Niyama.


El tronco del árbol corresponde a los principios de niyama.
¿Cuál es el papel de niyama en la ejecución de āsana?
El primer principio de niyama es śaucha, que significa limpieza. Supongamos que en una postura nos doblamos bien en el lado derecho del cuerpo. Eso quiere decir que hemos irrigado y depurado ese lado. Mas si junto con el derecho no doblamos el lado izquierdo de manera armoniosa, éste no se verá depurado. Y sin irrigación del lado izquierdo, ¿cómo va a existir śaucha? Cuando ambos lados se doblan armoniosamente, son depurados e irrigados correctamente por la sangre, la cual aporta la energía biológica denominada prāṇa.
Todos sabemos cómo se produce la electricidad: el agua se precipita en forma de cascada sobre unas turbinas que rotan bajo la acción del agua a fin de generar corriente. Del mismo modo, cuando realizamos āsanas, hacemos que la sangre se vierta sobre cada una de nuestras células como el agua sobre una turbina, liberando así la energía oculta de nuestro cuerpo y trayendo nueva luz a las células.
Cuando llega esa luz, experimentamos santoṣa, contento, que es el segundo principio de niyama. Más allá de éste existe un estado superior de contento y un nivel superior de ejecución de āsanas, los cuales aparecen expresados en los otros tres niveles de niyama: tapas, svādhyāya e Īśvara praṇidhāna.

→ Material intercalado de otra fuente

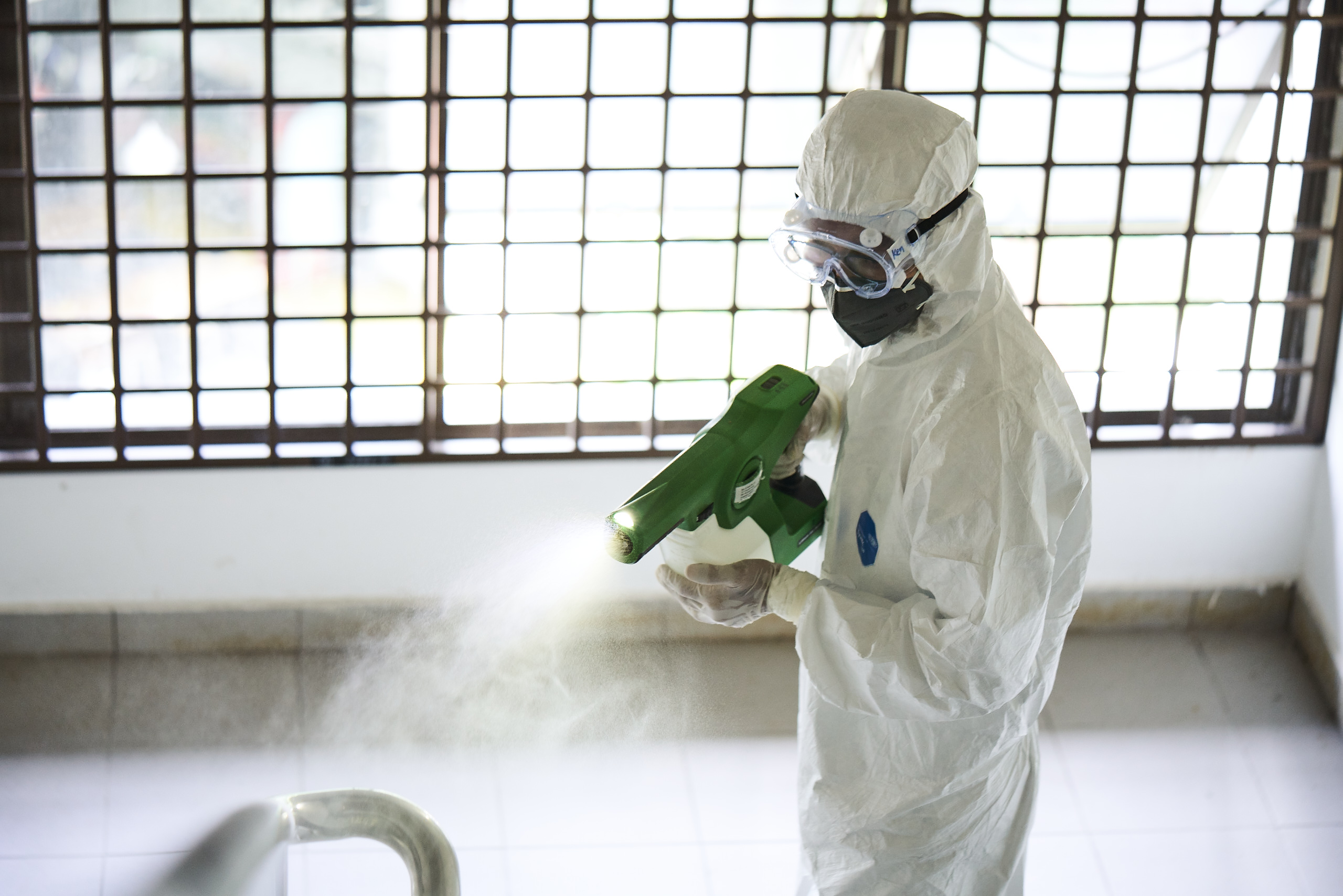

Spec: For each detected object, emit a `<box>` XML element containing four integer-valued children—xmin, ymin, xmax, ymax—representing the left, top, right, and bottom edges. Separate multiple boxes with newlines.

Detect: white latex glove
<box><xmin>658</xmin><ymin>560</ymin><xmax>780</xmax><ymax>628</ymax></box>
<box><xmin>770</xmin><ymin>387</ymin><xmax>839</xmax><ymax>479</ymax></box>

Tapas se traduce habitualmente por austeridad, pero su significado se expresa mejor como deseo ardiente. Se trata de un deseo ardiente de depurar cada célula de nuestro cuerpo y cada célula de nuestros sentidos, a fin de que los sentidos y el cuerpo puedan hacerse permanentemente puros y sanos, no dando lugar alguno a que las impurezas penetren en nuestro organismo. Con este espíritu deberían ejecutarse las āsanas. Eso es karma yoga, yoga de la acción, porque el deseo ardiente de mantener limpias todas y cada una de las partes nos exige que actuemos.

Svādhyāya: Sva significa sí-mismo; adhyāya significa estudio.
Estamos hechos de tres estratos y 
cinco envolturas, que van desde el cuerpo basto hasta el cuerpo causal, y desde la envoltura anatómica a la envoltura espiritual de la bienaventuranza.
Conocer el funcionamiento total de estos tres estratos y cinco envolturas del ser humano es sva-adhyāya, estudio del sí-mismo desde la piel del cuerpo hasta el núcleo del ser. Ello se denomina jñāna yoga, el yoga del discernimiento espiritual.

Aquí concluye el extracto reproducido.